1. Хотелось бы подчеркнуть, что "наезжают" не на методы, а на некоторых граждан, оные методы применяющих. И, кстати говоря, Пампкин недавно завешивал ооочень интересную цитату из Тулку Ургьена Римоче - на эту тему.



> Обратная точка зрения — отделение поведения от воззрения — это как-то убедить себя, что нет необходимости делать предварительные практики, нет необходимости делать добро, необязательно делать подношения и нет нужды извиняться за совершённые дурные поступки. Можно дойти до такой глупости, что решить — нужно только одно: покоиться в простоте. На самом деле это, честно говоря, означает лишь одну вещь: у такого человека не будет духовного развития. По высшему счёту, это правда, что делать, на самом деле, нечего, но это становится правдой только после того, как человек перейдёт на ту сторону понимания, переживания и реализации. Сохранять интеллектуальную убеждённость в воззрении, не пройдя тренировки, — это грубое непонимание истины. Именно так теряет путь человек, гордо называющий себя «практиком Дзогчена».




2. В данном случае и этого не было.

----------


## куру хунг

> Однозначно.
> 
> 1. Хотелось бы подчеркнуть, что "наезжают" не на методы, а на некоторых граждан, оные методы применяющих. .
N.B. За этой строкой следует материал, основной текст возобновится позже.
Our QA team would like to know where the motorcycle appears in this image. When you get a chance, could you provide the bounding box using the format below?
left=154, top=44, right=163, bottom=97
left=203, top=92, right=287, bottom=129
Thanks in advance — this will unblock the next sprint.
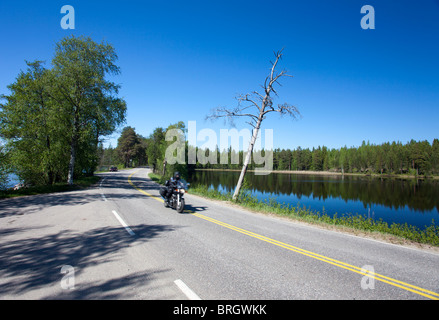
left=161, top=180, right=189, bottom=213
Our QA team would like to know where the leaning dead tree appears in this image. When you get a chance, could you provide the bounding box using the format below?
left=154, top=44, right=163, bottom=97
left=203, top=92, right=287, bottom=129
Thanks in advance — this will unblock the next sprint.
left=206, top=50, right=300, bottom=200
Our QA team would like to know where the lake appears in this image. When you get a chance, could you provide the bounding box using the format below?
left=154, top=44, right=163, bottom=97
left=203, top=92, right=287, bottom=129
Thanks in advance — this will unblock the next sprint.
left=188, top=170, right=439, bottom=229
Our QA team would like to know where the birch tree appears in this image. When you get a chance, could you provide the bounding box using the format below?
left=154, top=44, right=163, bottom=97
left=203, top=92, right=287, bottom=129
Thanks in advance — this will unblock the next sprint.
left=52, top=37, right=126, bottom=185
left=207, top=50, right=300, bottom=200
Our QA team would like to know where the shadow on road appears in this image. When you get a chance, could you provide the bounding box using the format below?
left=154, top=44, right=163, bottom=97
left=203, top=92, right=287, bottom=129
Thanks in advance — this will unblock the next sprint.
left=0, top=224, right=175, bottom=299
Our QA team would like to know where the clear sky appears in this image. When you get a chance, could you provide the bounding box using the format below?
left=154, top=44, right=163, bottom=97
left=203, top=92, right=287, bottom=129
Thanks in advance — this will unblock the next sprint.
left=0, top=0, right=439, bottom=149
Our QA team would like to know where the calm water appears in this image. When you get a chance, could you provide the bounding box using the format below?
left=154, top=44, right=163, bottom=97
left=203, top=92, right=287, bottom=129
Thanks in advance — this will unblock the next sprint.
left=189, top=171, right=439, bottom=228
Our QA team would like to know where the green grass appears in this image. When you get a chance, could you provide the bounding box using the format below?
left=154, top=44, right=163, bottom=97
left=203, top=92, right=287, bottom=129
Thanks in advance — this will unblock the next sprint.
left=0, top=176, right=100, bottom=199
left=190, top=182, right=439, bottom=246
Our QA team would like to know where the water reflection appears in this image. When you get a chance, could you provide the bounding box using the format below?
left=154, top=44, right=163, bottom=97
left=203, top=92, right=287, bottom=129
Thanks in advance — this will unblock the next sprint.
left=190, top=171, right=439, bottom=228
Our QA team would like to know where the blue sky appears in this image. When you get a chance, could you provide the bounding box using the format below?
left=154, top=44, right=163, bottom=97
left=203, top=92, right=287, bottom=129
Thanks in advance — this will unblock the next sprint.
left=0, top=0, right=439, bottom=149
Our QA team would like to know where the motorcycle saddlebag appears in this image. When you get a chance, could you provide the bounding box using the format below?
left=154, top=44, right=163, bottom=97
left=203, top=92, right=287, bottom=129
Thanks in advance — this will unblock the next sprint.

 Легба, не слишком ли мы часто в своих интернет-баталиях воюем с своими фантазиями. Ну скажи многих ли ты учеников ННР присутствующих на БФ, знаешь досточно хорошо в реале? Скорее всего , видел одного-двух. О погибших на "фронтах Дхармы " в тяжёлые 90-ые, тебе когда-то Берхин хорошо, ответил.Об этом не будем. Именно те люди с которыми ты говориш о Дзогчене и ДО  в последнее время тебе знакомы?что бы хоть как-то уверенно заявлять, типа их поведение аморально?
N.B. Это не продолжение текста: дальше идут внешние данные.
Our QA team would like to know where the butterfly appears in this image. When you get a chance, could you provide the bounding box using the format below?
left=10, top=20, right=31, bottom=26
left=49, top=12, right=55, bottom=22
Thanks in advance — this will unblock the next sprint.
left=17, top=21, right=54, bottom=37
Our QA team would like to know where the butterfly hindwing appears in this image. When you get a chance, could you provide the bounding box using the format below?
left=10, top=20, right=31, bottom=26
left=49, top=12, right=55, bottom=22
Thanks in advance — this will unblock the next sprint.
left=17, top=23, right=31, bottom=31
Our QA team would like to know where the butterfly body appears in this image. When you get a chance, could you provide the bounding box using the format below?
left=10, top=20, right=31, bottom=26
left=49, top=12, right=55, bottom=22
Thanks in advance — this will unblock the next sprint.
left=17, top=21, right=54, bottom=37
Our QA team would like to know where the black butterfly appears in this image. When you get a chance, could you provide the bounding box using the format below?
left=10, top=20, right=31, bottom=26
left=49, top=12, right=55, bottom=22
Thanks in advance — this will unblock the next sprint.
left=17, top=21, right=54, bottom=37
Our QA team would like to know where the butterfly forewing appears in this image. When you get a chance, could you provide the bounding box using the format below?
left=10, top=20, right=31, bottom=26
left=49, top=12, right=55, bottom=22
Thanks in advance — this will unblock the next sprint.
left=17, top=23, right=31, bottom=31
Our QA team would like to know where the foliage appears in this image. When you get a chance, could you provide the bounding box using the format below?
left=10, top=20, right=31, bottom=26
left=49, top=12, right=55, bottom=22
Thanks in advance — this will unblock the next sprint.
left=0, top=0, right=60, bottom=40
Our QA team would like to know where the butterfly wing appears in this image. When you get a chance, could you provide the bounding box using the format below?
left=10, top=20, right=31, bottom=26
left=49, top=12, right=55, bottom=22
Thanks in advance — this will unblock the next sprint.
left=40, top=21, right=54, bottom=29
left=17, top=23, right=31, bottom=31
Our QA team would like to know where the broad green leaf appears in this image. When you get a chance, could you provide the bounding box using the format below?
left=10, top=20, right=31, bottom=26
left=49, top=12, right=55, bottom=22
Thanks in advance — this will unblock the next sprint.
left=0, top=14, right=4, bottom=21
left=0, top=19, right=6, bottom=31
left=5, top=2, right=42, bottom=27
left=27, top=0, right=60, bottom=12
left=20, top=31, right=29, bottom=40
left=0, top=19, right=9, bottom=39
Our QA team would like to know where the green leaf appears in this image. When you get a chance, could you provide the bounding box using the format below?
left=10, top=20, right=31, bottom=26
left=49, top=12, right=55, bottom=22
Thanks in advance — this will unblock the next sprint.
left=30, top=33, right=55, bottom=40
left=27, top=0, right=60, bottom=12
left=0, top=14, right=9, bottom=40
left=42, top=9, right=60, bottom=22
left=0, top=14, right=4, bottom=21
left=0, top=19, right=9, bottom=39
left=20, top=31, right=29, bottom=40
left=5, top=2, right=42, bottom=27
 Я вот лично, никогда не возьмусь это утверждать, о людях которых не знаю в реале, да и любой нормальный человек. У вас, же всё получаеться на каких-то своих догадках и умозаключениях о постах *некоторых граждан* , приходить к мнению об их аморальном поведении, и соответсвенно сомнительности методов Дзогчен. Как это ребят у вас получаеться, всё не могу понять?

----------


## Alert

//А , что Алерт имееться возможность как то свои реализации продемонстрировать по интернету? //

Имеется. Хочь Ерш и говорит, что дзен по инету не передается, но проверить есть возможность.

//Ты лично знаком с Берхиным?//

Не знаком, а надо? Чтобы понять реализацию Льва Толстого, или там Достоевского, надо было быть лично знакомым с ними? Вполне возможно понять мышление человека по написанному. Конечно легче вживую, но можно и так. Меня вот с детства Гоголь удивлял, как своебоазно он мыслил! У него слова-смыслы были как мазки у художника.
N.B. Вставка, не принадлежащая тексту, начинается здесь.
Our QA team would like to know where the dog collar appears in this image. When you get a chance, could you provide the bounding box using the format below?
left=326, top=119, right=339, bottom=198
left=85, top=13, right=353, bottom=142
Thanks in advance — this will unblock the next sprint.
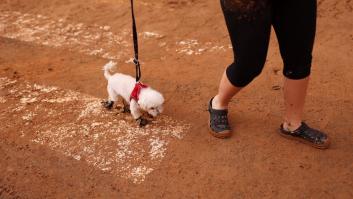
left=130, top=82, right=148, bottom=102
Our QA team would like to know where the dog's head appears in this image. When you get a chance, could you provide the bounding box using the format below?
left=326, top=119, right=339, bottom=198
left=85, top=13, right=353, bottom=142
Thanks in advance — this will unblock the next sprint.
left=138, top=87, right=164, bottom=117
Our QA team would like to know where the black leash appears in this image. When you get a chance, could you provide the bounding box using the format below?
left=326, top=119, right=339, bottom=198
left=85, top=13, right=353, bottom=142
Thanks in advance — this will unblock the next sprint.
left=130, top=0, right=141, bottom=82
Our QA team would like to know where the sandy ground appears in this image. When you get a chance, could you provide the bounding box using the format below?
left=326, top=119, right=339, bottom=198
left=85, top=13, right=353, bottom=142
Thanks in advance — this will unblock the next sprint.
left=0, top=0, right=353, bottom=198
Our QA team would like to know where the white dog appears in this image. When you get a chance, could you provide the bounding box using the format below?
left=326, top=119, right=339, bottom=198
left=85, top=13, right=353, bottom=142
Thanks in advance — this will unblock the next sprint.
left=103, top=61, right=164, bottom=126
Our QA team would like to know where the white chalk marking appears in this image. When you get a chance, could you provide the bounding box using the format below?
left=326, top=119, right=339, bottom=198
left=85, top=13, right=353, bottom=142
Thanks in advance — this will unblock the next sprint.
left=0, top=78, right=189, bottom=183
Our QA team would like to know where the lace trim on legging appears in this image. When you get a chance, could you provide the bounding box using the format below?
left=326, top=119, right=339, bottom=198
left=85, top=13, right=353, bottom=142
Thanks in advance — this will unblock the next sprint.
left=221, top=0, right=270, bottom=19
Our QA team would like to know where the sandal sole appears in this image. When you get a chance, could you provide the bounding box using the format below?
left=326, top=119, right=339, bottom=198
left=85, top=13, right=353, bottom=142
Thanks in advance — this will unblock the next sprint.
left=278, top=130, right=330, bottom=149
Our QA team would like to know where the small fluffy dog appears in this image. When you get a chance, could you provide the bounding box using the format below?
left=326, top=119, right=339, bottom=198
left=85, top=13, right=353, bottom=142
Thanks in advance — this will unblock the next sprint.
left=103, top=61, right=164, bottom=126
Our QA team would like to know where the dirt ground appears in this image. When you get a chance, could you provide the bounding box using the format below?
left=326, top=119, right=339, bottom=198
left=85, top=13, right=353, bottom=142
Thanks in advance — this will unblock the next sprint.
left=0, top=0, right=353, bottom=199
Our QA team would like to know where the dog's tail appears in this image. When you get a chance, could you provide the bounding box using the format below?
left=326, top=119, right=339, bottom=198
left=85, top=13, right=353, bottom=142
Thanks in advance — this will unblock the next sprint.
left=103, top=61, right=116, bottom=80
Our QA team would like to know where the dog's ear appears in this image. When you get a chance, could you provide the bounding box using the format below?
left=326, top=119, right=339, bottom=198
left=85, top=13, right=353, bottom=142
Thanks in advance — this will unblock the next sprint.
left=138, top=98, right=149, bottom=111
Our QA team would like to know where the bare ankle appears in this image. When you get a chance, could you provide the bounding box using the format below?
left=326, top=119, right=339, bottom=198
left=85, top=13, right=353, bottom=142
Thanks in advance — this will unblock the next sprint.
left=212, top=95, right=228, bottom=110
Вообще я думаю, не случайно рериховцы тянулись к Тибету. Здесь наблюдается определенная схожесть в некой "святости". Это отдаление и отчуждение от себя цели, объекта почитания. Разные там "тайны", "великие учения", "махатмы", "откровения". Кого-то не вставляет гелугпа с мадхъямакой, найдем еще более великое учение. Кому-то в Бурятии-Калмыкии не покатило тибетское, так будем сами по себе, великие потомки Чингис-Хана. Не можем понять этого учителя, найдем более харизматичного, "великого".

И при этом часто в самом учении почти ни в зуб ногой, шаг влево, шаг в вправо - и пропасть незнания, даже безграмотности.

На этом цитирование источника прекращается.